He was opposed in his efforts to make the purchase by Federalists, who, while
they appreciated the expansion of federal power (being Federalists and all),
didn’t like so much money going to a sworn enemy of the English, whom they
liked. So the Federalists made a big stink about Jefferson’s lack of
philosophical consistency, as they themselves showed that they lacked any
philosophical consistency by opposing an expansion of federal power, which,
philosophically, they supported.

Had Jefferson been a stickler for his philosophy, American history would have
taken a dramatically different course. Instead of a sprawling and vibrant
democracy powered by Manifest Destiny in the 19th and 20th
centuries, the United States would have been hemmed in by European powers
France, Spain and Great Britain, where it would have become at best a
second-rate power.

It is important to have philosophic principles in public policy. But as Everett
Dirksen, the illustrious Illinois senator, once said, “I am a man of fixed and
unbending principles, the first of which is to be flexible at all times.”

I thought of all this as I saw Rand Paul grapple with what should be an easy
question about the Civil Rights Act of 1964. To be philosophically consistent,
the Civil Rights Act of 1964 presents a challenge. As an abiding principle,
having the government dictate private activity is problematic, especially if
you are a libertarian.

That may all be true in a perfectly philosophical, ideological world, but in
the real world, it makes no sense. Of course the Civil Right Act of 1964 was
the correct course of action. Allowing private businesses, like restaurants,
motels and grocery stores, to discriminate on the basis of race was morally
wrong, and stopping that discrimination required action by the federal
government, because of the widespread racial policies that were enacted in most
Southern states throughout the first half of the 20th century.

Paul bungled the question because his ideological outlook clouded his moral and
political judgment.

That is a common mistake by rookie politicians.

They rely on their ideology rather than their instincts to make judgments about
public policy matters, and they get caught up defending arguments that are
absurd on their face.

Conservative thinkers used to be anti-ideological. They used to understand that
ideology is the antithesis of common sense. They used to believe instinctively
that tradition, experience, character and virtues like temperance, humility,
diligence, charity, patience and thrift would help lead people to make the
right conclusions about public policy.

Ideology came from the far left, in the form of Marxism and then communism, and
from the far right, in the form of rabid nationalism, fascism and racism.

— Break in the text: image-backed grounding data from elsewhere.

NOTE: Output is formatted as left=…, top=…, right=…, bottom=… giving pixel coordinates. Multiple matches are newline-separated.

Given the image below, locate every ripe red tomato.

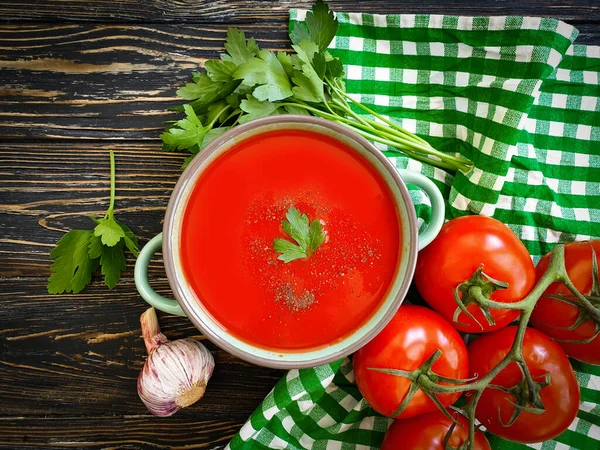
left=468, top=326, right=580, bottom=443
left=531, top=240, right=600, bottom=365
left=415, top=216, right=536, bottom=333
left=353, top=305, right=468, bottom=419
left=381, top=410, right=491, bottom=450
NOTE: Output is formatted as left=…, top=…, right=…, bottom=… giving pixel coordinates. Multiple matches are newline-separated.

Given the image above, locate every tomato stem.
left=452, top=266, right=509, bottom=328
left=561, top=277, right=600, bottom=324
left=464, top=390, right=482, bottom=450
left=375, top=244, right=592, bottom=450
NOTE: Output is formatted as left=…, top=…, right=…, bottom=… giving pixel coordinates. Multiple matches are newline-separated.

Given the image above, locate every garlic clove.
left=137, top=308, right=215, bottom=416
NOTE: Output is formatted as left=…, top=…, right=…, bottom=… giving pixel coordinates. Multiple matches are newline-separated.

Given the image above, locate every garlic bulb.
left=137, top=307, right=215, bottom=416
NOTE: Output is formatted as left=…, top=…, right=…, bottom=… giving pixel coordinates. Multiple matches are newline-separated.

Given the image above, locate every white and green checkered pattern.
left=227, top=358, right=391, bottom=449
left=227, top=10, right=600, bottom=450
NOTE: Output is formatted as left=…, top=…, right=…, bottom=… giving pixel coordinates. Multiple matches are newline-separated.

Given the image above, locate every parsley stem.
left=284, top=101, right=413, bottom=148
left=281, top=101, right=469, bottom=172
left=347, top=127, right=463, bottom=171
left=330, top=83, right=431, bottom=146
left=330, top=105, right=468, bottom=167
left=328, top=84, right=371, bottom=128
left=208, top=105, right=231, bottom=128
left=332, top=102, right=429, bottom=151
left=108, top=150, right=116, bottom=218
left=224, top=108, right=241, bottom=123
left=322, top=96, right=337, bottom=117
left=353, top=111, right=428, bottom=147
left=328, top=78, right=433, bottom=150
left=325, top=83, right=471, bottom=171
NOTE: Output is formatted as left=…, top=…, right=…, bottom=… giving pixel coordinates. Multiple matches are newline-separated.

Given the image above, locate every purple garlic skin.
left=138, top=338, right=215, bottom=417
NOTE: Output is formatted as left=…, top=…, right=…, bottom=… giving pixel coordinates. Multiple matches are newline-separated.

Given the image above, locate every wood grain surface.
left=1, top=0, right=599, bottom=449
left=0, top=0, right=598, bottom=25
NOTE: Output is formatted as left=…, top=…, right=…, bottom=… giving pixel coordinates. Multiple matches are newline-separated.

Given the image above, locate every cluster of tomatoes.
left=353, top=216, right=599, bottom=449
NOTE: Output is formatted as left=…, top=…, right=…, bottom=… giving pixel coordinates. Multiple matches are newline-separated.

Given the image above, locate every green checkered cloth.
left=227, top=10, right=600, bottom=450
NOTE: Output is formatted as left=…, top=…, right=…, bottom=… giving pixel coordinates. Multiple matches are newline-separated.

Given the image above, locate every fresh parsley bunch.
left=161, top=0, right=472, bottom=172
left=47, top=151, right=139, bottom=294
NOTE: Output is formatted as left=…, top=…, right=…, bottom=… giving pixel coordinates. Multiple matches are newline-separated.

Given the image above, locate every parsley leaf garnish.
left=273, top=239, right=308, bottom=263
left=161, top=1, right=473, bottom=173
left=47, top=151, right=139, bottom=294
left=274, top=206, right=326, bottom=263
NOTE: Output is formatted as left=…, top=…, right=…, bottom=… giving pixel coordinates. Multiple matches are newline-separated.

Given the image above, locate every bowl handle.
left=134, top=233, right=186, bottom=316
left=397, top=169, right=445, bottom=251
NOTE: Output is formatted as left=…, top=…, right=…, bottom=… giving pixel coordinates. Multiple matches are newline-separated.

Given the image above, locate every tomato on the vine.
left=531, top=240, right=600, bottom=365
left=415, top=216, right=536, bottom=334
left=353, top=305, right=468, bottom=419
left=381, top=410, right=491, bottom=450
left=468, top=326, right=579, bottom=443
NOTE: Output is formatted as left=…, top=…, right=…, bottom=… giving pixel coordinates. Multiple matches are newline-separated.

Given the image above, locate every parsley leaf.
left=234, top=49, right=293, bottom=102
left=305, top=0, right=338, bottom=52
left=47, top=151, right=139, bottom=294
left=290, top=19, right=310, bottom=45
left=291, top=68, right=324, bottom=103
left=87, top=235, right=126, bottom=289
left=274, top=206, right=326, bottom=263
left=277, top=52, right=293, bottom=77
left=161, top=104, right=208, bottom=152
left=98, top=240, right=127, bottom=289
left=274, top=239, right=307, bottom=263
left=48, top=230, right=98, bottom=294
left=312, top=52, right=326, bottom=80
left=118, top=220, right=140, bottom=257
left=93, top=217, right=125, bottom=247
left=175, top=71, right=240, bottom=118
left=283, top=206, right=310, bottom=250
left=290, top=42, right=325, bottom=103
left=203, top=127, right=230, bottom=147
left=239, top=95, right=278, bottom=124
left=177, top=72, right=219, bottom=101
left=222, top=28, right=259, bottom=66
left=290, top=0, right=338, bottom=53
left=205, top=59, right=237, bottom=83
left=293, top=40, right=319, bottom=66
left=309, top=219, right=326, bottom=250
left=207, top=100, right=229, bottom=125
left=325, top=56, right=344, bottom=79
left=181, top=127, right=230, bottom=169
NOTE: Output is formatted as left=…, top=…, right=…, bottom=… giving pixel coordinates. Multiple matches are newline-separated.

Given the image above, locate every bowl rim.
left=162, top=115, right=419, bottom=369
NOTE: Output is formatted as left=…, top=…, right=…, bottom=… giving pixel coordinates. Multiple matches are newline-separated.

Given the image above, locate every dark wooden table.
left=1, top=1, right=598, bottom=448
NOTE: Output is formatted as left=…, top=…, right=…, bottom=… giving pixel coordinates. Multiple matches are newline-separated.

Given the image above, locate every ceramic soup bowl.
left=135, top=116, right=444, bottom=369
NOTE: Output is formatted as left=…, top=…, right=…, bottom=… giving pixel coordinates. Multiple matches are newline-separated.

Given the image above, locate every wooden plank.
left=0, top=278, right=283, bottom=418
left=0, top=0, right=598, bottom=25
left=1, top=19, right=599, bottom=141
left=0, top=24, right=289, bottom=141
left=574, top=23, right=600, bottom=44
left=0, top=416, right=243, bottom=449
left=1, top=1, right=598, bottom=448
left=0, top=142, right=183, bottom=278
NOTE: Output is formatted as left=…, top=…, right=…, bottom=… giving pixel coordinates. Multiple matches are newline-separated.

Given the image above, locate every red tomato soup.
left=180, top=129, right=401, bottom=351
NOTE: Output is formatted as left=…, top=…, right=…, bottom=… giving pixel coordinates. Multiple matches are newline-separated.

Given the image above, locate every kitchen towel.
left=227, top=10, right=600, bottom=450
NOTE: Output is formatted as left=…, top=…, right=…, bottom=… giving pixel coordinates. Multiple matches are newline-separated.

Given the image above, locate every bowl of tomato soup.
left=135, top=116, right=444, bottom=368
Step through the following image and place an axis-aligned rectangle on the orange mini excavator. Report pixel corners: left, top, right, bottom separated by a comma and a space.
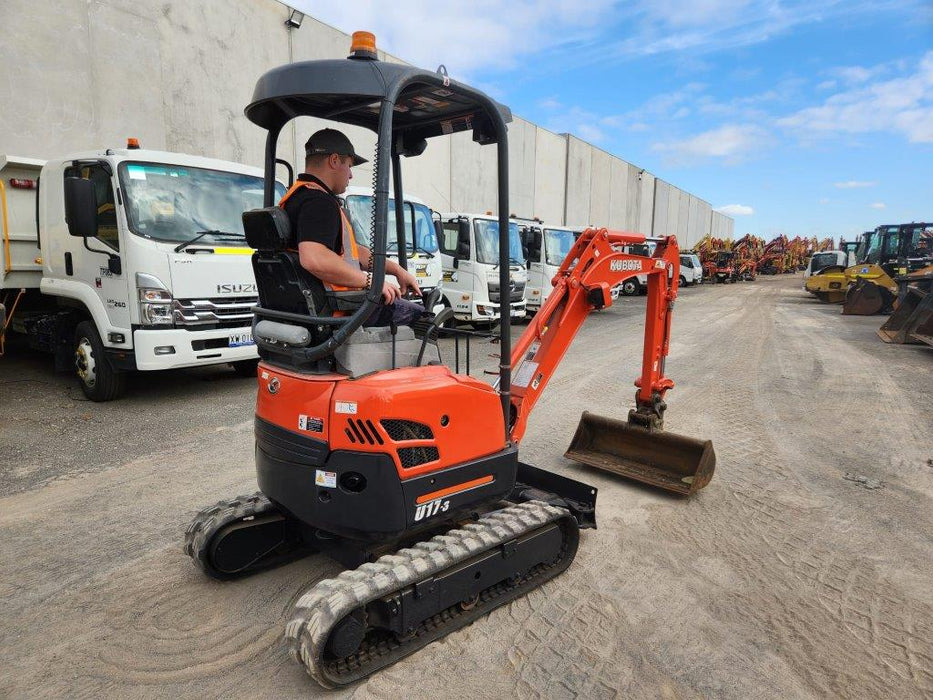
185, 32, 715, 688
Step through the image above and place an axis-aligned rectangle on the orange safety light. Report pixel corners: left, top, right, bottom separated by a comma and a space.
127, 138, 140, 149
349, 31, 377, 60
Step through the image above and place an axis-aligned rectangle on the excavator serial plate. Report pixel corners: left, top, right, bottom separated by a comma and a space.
565, 411, 715, 496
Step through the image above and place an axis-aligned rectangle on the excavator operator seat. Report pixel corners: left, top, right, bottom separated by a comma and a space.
242, 207, 440, 376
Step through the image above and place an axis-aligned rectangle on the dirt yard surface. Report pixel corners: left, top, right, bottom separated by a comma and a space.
1, 275, 931, 698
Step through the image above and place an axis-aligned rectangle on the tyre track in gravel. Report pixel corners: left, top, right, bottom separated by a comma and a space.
642, 277, 933, 698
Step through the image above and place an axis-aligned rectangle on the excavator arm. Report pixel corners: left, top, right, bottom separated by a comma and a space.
507, 228, 680, 443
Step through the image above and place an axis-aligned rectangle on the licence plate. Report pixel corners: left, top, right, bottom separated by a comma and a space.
228, 331, 254, 347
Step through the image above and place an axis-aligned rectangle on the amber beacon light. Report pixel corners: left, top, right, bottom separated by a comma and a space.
349, 31, 377, 60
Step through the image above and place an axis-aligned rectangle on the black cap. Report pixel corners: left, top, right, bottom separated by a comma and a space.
304, 128, 368, 166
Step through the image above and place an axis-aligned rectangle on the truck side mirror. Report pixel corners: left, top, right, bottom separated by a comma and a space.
108, 256, 122, 275
433, 220, 443, 241
64, 177, 98, 239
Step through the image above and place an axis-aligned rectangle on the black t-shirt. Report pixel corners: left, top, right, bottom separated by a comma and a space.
282, 174, 342, 252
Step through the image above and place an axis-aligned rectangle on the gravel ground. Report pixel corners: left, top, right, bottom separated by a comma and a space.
1, 274, 931, 698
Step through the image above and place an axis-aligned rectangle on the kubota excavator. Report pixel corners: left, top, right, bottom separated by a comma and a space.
184, 32, 715, 689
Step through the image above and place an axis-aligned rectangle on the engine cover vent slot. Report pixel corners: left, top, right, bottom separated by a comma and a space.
398, 446, 440, 468
381, 419, 434, 441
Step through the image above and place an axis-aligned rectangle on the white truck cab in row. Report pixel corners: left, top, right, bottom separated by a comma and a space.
0, 146, 284, 400
341, 186, 443, 306
679, 253, 703, 286
514, 219, 577, 313
436, 213, 527, 327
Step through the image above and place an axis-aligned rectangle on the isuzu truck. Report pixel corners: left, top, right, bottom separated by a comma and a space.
0, 143, 284, 401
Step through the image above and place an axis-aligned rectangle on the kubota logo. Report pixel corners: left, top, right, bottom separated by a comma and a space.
609, 259, 642, 272
414, 498, 450, 522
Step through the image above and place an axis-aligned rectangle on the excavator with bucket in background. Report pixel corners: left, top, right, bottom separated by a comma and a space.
183, 32, 716, 689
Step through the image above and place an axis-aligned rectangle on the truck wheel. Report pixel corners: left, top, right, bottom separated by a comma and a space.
679, 275, 687, 287
74, 320, 126, 402
231, 359, 259, 377
621, 279, 640, 296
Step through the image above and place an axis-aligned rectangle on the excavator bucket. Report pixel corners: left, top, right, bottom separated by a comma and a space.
843, 279, 894, 315
877, 287, 927, 343
565, 411, 715, 496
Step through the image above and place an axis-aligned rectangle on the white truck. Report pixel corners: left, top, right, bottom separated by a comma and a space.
0, 144, 284, 401
342, 186, 443, 307
436, 213, 527, 327
517, 219, 577, 313
679, 253, 703, 286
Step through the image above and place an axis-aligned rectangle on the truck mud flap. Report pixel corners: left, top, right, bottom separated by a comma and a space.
877, 287, 928, 344
564, 411, 715, 496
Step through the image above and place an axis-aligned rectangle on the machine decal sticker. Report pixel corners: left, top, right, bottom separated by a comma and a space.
299, 415, 324, 433
315, 470, 337, 488
335, 401, 358, 415
513, 360, 539, 388
414, 498, 450, 522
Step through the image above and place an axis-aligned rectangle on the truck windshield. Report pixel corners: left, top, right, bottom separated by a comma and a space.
474, 220, 524, 266
119, 162, 284, 244
345, 196, 439, 255
544, 228, 575, 266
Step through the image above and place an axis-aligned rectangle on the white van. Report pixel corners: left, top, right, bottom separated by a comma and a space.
679, 254, 703, 286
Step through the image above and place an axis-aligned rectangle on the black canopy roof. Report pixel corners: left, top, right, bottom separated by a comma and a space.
245, 59, 512, 142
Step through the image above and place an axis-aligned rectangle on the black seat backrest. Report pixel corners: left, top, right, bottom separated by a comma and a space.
242, 207, 327, 316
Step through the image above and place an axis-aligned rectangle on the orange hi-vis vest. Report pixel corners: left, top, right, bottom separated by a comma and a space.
278, 179, 362, 292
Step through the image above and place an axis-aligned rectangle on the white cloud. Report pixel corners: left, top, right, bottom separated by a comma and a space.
653, 124, 772, 164
817, 80, 837, 90
870, 202, 887, 209
834, 180, 877, 189
818, 198, 831, 204
715, 204, 755, 216
290, 0, 616, 78
778, 51, 933, 143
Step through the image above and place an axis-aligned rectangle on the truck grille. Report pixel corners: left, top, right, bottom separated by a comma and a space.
488, 281, 525, 303
173, 296, 257, 329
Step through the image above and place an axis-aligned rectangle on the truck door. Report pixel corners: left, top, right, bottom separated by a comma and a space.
525, 227, 544, 303
63, 163, 131, 329
439, 218, 472, 316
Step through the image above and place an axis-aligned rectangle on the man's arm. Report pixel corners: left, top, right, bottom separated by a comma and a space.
300, 241, 402, 303
298, 241, 368, 288
357, 245, 422, 296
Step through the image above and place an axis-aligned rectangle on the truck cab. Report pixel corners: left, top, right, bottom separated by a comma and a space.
1, 146, 284, 400
520, 221, 576, 312
678, 253, 702, 286
437, 213, 527, 326
342, 186, 443, 308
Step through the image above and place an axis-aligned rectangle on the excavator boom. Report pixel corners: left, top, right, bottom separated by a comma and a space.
507, 228, 715, 494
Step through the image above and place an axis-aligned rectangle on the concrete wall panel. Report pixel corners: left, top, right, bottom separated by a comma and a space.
564, 136, 591, 226
677, 189, 690, 242
653, 180, 670, 237
608, 158, 629, 230
637, 172, 655, 235
589, 148, 612, 228
533, 128, 567, 225
508, 118, 537, 219
449, 131, 499, 214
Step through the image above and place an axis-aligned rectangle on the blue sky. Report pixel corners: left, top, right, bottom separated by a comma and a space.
293, 0, 931, 240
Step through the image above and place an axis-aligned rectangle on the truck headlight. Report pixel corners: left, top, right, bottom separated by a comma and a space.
138, 288, 173, 325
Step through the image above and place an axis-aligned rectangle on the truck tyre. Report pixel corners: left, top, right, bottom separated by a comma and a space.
679, 275, 687, 287
621, 279, 640, 296
74, 320, 126, 402
231, 359, 259, 377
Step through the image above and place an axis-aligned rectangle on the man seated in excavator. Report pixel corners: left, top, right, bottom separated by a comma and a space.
185, 31, 715, 690
281, 127, 439, 326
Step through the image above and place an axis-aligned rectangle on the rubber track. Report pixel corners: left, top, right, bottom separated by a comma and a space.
285, 500, 575, 688
183, 492, 278, 579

True conservatives, like Russell Kirk and Bill Buckley, building on the
intellectual foundations established by Edmund Burke, distrusted foolish
ideology.

Conservatives today should similarly reject conservative ideologues who put
theory first and leave common sense on the cutting-room floor.

Reductio ad absurdum is a form of
argument in which following implications to their absurd conclusion disproves a
proposition. Both libertarianism and socialism, as ideologies, are vulnerable
to this form of argument, as Rachel Maddow schooled Rand Paul on earlier this
week. Common-sense conservatism, by definition, is invulnerable to this form of
argument, because it explicitly rejects the absurd as a matter of course.

Conservatives are better off when they embrace common sense and reject a
slavish devotion to ideology, no matter how compelling it might be.